The Dutch National Monument of the History of Slavery, a visual enforcement of 'Eurocentric Cultural Memory'
Summary
This thesis explores how the Dutch National Monument of the History of Slavery’s visual presentation, combined with its commemorative function, conflicts with its intention of challenging Eurocentric ideology. It does so by first providing a theoretical background which integrates theory surrounding Eurocentrism, and theory surrounding historical remembrance and commemoration, into the notion of ‘Eurocentric cultural memory’. This notion refers to how ideas of European, Western (and white) superiority, stemming from modern imperialism, are centralized using the support of a collective cultural memory which is cultivated through acts of historical remembrance and commemoration.

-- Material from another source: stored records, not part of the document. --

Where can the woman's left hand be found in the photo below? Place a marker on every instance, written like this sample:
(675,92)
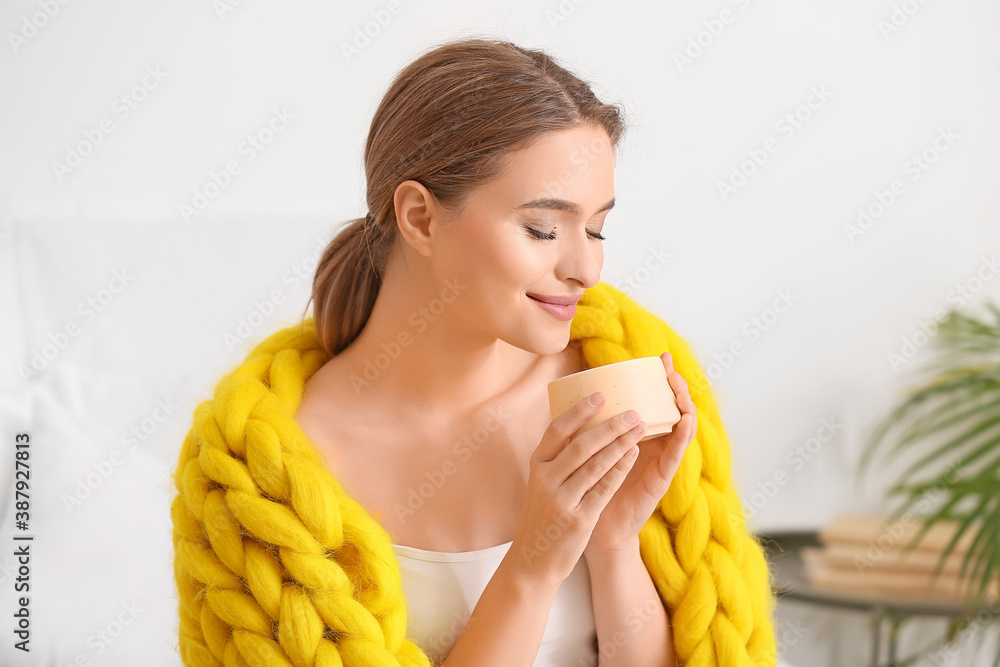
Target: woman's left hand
(648,480)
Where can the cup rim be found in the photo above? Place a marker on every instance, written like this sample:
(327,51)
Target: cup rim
(595,368)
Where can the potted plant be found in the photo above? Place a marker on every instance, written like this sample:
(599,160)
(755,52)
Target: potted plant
(952,418)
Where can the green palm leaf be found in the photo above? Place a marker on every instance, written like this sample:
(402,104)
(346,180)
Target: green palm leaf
(951,418)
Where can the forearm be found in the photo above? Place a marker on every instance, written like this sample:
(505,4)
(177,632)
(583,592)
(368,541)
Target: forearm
(632,624)
(507,623)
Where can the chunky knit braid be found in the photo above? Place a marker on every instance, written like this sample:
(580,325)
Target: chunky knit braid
(277,566)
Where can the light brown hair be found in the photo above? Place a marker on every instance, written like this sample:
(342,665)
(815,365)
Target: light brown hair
(449,120)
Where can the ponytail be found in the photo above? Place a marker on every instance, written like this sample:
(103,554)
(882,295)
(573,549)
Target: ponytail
(347,281)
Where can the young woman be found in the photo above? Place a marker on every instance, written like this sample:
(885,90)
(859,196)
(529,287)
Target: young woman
(442,315)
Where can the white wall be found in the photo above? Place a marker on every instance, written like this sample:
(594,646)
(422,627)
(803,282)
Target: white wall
(887,95)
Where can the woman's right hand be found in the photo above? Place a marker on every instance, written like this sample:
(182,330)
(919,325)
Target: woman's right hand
(570,481)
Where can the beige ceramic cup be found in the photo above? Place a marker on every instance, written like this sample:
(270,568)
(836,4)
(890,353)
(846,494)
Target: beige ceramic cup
(636,384)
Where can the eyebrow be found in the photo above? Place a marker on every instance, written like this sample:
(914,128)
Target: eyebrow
(563,205)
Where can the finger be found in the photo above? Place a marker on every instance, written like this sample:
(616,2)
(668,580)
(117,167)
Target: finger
(596,498)
(670,462)
(583,450)
(668,361)
(562,428)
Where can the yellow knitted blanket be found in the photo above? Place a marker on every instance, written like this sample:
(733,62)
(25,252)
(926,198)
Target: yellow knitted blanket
(277,566)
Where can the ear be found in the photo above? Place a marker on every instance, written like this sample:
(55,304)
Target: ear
(416,209)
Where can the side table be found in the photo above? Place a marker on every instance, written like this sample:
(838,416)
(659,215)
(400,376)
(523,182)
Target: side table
(784,551)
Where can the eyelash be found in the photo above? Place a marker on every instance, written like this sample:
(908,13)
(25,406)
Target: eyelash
(550,236)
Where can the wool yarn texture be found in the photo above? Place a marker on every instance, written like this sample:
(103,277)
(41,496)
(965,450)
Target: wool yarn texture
(277,566)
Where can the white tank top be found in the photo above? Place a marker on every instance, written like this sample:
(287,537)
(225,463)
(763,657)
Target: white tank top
(443,587)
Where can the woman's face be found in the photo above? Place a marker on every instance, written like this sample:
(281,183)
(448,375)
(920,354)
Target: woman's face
(535,231)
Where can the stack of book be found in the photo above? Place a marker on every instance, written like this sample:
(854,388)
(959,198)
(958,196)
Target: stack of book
(863,553)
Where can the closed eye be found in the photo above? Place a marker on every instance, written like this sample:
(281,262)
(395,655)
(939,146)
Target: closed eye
(551,236)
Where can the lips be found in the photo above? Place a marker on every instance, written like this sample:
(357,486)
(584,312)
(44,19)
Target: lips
(561,307)
(555,300)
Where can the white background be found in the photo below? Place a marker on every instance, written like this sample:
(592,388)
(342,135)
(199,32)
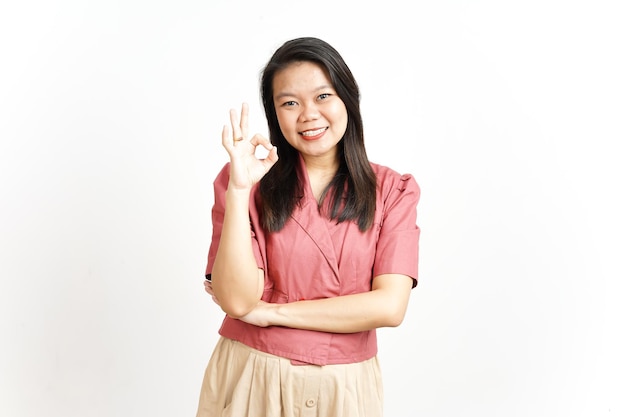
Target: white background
(509,114)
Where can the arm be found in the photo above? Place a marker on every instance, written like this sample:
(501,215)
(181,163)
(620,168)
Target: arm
(384,306)
(237,282)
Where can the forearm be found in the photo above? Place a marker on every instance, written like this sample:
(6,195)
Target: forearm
(237,282)
(384,306)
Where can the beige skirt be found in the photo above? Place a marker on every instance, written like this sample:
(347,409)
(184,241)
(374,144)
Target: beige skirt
(243,382)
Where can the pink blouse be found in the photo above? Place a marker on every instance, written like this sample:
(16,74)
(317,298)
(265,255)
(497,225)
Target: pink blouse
(313,257)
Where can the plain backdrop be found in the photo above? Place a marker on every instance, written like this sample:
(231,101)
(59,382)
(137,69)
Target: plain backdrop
(510,115)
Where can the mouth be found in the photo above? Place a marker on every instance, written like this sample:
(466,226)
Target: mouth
(313,133)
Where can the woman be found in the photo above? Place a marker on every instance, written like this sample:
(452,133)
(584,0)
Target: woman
(314,247)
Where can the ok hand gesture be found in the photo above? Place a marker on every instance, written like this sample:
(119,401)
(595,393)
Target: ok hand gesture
(245,168)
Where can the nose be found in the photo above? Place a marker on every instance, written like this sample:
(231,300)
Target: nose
(309,112)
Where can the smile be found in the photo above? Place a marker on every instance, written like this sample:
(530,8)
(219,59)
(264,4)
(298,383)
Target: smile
(313,134)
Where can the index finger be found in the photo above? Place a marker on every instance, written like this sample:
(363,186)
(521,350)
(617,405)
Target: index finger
(243,122)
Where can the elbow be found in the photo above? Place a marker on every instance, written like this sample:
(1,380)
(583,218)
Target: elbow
(394,320)
(393,317)
(237,310)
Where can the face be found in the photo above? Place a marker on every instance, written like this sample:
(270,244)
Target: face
(311,115)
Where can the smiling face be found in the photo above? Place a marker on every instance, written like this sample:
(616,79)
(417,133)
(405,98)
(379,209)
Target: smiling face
(311,115)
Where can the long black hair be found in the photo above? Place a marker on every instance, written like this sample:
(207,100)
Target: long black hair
(353,188)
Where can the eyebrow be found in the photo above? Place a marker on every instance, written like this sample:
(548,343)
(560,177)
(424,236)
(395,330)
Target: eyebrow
(288,94)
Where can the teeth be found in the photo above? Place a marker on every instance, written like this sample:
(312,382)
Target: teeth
(313,132)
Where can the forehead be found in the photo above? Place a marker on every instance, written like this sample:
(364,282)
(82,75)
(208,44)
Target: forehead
(300,77)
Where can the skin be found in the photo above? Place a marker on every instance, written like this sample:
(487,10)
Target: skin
(305,101)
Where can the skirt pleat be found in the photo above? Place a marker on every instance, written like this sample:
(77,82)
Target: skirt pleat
(243,382)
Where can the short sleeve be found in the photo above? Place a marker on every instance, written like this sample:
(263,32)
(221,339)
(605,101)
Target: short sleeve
(397,249)
(217,217)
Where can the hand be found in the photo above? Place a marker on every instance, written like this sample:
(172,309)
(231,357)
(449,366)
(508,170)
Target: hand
(245,168)
(208,287)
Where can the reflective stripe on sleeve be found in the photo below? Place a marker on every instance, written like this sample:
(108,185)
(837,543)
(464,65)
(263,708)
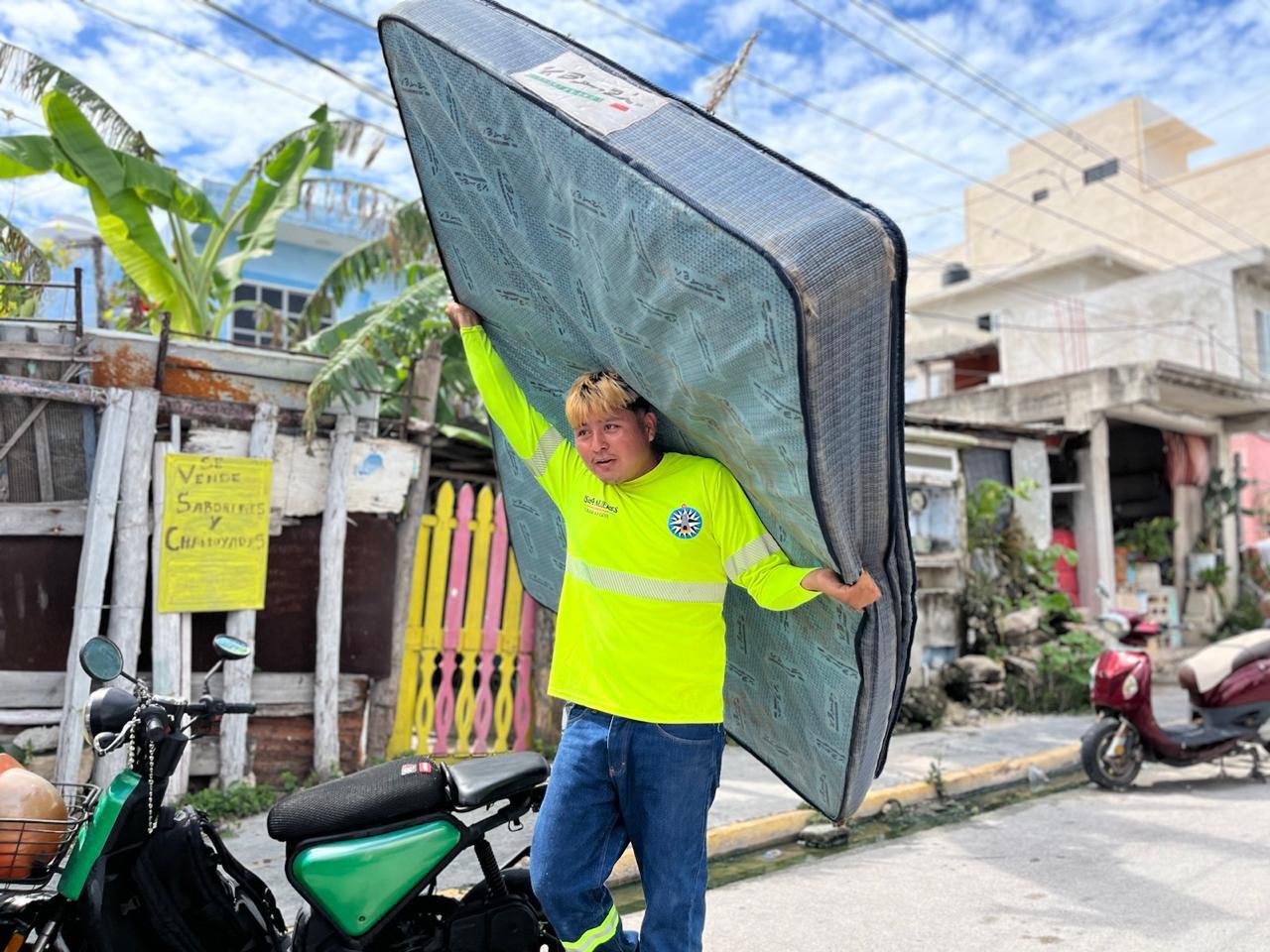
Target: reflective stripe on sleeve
(642,587)
(749,555)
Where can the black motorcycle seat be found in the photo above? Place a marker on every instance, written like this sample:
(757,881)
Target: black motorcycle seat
(399,789)
(1214,664)
(488,778)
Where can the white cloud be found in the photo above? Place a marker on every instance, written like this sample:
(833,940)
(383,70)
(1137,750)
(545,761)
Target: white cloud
(1191,58)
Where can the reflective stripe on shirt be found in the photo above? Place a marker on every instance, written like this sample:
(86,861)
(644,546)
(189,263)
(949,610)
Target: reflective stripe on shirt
(642,587)
(749,555)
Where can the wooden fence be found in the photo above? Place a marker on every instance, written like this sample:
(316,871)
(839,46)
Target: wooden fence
(467,664)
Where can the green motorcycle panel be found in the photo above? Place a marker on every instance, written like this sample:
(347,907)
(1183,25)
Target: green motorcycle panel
(95,833)
(354,883)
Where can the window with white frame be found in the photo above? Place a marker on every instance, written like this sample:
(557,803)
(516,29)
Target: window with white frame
(263,313)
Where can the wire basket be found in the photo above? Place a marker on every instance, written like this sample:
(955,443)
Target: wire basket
(32,851)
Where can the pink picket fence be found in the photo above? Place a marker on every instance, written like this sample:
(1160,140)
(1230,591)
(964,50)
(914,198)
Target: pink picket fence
(466,670)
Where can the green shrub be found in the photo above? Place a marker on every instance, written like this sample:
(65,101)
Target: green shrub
(1062,682)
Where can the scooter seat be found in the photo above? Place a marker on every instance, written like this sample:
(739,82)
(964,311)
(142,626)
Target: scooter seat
(489,778)
(399,789)
(1213,665)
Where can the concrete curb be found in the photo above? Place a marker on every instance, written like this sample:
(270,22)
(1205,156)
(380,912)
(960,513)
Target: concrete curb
(783,828)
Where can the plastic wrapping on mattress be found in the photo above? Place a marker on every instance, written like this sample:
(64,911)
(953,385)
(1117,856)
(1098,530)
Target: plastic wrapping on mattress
(595,221)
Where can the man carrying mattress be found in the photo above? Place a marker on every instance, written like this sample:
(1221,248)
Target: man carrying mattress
(653,539)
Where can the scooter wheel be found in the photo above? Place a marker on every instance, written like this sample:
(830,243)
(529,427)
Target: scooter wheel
(1103,767)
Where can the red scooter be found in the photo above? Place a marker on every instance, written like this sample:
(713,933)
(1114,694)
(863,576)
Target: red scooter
(1229,693)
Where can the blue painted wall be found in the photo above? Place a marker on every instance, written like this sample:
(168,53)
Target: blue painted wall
(293,266)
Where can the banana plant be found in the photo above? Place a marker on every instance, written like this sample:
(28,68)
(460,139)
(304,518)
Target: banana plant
(90,145)
(373,350)
(122,189)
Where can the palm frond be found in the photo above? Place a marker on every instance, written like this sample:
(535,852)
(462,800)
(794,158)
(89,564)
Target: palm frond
(407,241)
(372,343)
(19,249)
(32,76)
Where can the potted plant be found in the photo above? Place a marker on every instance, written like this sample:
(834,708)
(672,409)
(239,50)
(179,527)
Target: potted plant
(1219,502)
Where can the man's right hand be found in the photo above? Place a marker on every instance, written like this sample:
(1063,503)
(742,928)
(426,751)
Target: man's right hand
(461,316)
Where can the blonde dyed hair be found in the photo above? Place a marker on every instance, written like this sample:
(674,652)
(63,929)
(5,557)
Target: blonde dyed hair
(601,394)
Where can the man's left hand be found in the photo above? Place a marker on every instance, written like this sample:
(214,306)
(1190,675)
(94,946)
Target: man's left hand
(826,581)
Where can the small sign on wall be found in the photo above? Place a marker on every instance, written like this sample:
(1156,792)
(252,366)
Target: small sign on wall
(214,539)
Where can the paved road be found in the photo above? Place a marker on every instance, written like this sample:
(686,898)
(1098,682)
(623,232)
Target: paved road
(1180,864)
(749,789)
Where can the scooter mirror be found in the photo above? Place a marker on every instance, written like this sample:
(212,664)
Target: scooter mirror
(100,658)
(230,649)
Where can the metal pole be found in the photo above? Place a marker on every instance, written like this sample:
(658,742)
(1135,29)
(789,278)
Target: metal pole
(79,304)
(162,359)
(99,277)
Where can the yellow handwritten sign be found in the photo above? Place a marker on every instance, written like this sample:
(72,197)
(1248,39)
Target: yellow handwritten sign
(214,534)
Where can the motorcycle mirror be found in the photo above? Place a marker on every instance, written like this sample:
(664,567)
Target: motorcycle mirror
(230,649)
(100,658)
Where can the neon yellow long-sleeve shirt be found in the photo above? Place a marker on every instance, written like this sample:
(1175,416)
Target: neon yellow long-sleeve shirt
(640,630)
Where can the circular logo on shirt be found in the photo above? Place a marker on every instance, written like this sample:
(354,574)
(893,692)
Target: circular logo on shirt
(685,522)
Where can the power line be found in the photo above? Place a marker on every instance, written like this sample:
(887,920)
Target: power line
(1000,123)
(896,144)
(371,90)
(238,68)
(352,18)
(345,14)
(802,100)
(996,86)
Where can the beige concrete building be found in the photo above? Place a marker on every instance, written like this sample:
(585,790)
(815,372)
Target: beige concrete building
(1109,289)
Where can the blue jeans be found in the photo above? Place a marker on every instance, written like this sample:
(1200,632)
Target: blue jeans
(613,782)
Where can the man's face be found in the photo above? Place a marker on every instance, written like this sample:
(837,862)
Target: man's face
(617,447)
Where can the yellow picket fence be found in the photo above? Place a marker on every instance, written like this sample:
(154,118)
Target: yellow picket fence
(466,671)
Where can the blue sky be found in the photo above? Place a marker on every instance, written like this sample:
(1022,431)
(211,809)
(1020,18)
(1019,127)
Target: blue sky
(1202,61)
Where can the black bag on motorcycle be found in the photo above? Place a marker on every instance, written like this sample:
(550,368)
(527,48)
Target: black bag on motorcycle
(197,895)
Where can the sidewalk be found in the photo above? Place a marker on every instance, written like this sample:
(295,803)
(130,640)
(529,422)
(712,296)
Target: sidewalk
(749,791)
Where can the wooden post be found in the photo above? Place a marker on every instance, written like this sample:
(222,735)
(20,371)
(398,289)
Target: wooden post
(330,599)
(131,534)
(426,382)
(548,711)
(90,588)
(169,631)
(241,625)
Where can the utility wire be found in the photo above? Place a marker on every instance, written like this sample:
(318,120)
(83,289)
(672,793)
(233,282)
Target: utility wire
(235,67)
(368,89)
(896,144)
(962,66)
(1023,290)
(345,14)
(1000,123)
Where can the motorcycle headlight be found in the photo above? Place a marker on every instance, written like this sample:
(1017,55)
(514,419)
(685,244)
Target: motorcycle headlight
(1130,687)
(108,710)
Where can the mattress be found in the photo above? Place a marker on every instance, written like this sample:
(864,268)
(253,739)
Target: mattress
(594,220)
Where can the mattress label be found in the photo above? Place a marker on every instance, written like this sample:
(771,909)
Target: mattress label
(594,98)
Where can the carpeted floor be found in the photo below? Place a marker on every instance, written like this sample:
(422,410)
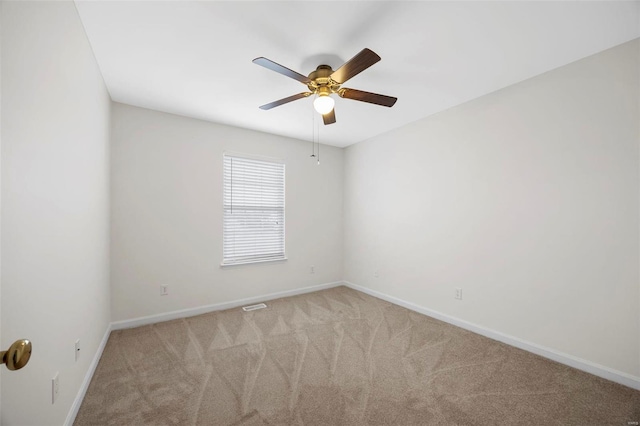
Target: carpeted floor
(337,357)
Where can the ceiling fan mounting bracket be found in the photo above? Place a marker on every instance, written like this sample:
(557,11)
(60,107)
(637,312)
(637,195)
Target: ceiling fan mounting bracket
(321,82)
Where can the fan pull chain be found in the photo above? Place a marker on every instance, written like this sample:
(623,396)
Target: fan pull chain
(318,143)
(313,132)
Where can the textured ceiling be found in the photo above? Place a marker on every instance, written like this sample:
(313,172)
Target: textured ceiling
(194,58)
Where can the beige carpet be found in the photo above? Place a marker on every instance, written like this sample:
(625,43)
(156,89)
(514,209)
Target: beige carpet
(337,357)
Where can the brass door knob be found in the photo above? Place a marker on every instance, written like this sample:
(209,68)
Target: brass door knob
(18,354)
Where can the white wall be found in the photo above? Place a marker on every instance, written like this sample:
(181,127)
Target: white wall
(526,198)
(55,206)
(166,214)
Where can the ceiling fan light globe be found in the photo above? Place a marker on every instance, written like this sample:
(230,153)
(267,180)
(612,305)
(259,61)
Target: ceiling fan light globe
(324,104)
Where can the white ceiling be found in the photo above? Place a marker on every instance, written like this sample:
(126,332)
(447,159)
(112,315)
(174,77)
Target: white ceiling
(194,58)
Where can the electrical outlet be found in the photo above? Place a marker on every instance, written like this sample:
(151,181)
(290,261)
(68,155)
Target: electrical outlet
(458,293)
(55,388)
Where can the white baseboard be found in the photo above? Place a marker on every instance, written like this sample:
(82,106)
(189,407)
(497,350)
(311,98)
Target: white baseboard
(184,313)
(73,412)
(563,358)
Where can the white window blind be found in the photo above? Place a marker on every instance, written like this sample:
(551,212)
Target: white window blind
(253,210)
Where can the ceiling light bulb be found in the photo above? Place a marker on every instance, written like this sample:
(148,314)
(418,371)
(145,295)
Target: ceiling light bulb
(324,104)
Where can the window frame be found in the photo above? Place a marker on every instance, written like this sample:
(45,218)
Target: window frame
(226,262)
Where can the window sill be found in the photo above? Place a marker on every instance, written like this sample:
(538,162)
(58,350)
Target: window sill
(252,262)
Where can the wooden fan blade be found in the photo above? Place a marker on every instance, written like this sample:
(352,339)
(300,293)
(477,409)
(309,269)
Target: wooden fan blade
(355,66)
(330,117)
(285,100)
(372,98)
(269,64)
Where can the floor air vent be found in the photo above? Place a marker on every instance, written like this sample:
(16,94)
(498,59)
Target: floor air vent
(254,307)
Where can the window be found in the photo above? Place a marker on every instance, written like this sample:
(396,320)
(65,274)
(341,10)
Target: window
(253,229)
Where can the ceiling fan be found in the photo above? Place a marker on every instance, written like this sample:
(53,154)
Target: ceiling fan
(324,81)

Hereafter, a visual analysis of the Dutch National Monument (...) is provided in order to determine the monument’s relation to the presence of Eurocentric cultural memory. This visual analysis is performed according to the academic tradition of semiology. The analysis first focusses on the monument’s denotative signs. Secondly, the cultural and symbolic connotations of these denotative signs are discussed, where after the ‘myth’ emerging from these two prior levels of signification is described. It is argued that the Dutch National Monument (...)’s simplistic, dramatized and sensational design, combined with the chronological juxtaposition of its three pieces and the erasure of context, construct the myth of ‘the ex-slave’. This myth defines the Dutch black individual through its ‘former historical status of enslavement’, representing the Dutch black individual as defined, scarred and crippled by its colonial past. Furthermore, this representation is inserted into the Dutch cultural memory due to the monument’s commemorative function, and thus absorbed into the Dutch collective consciousness.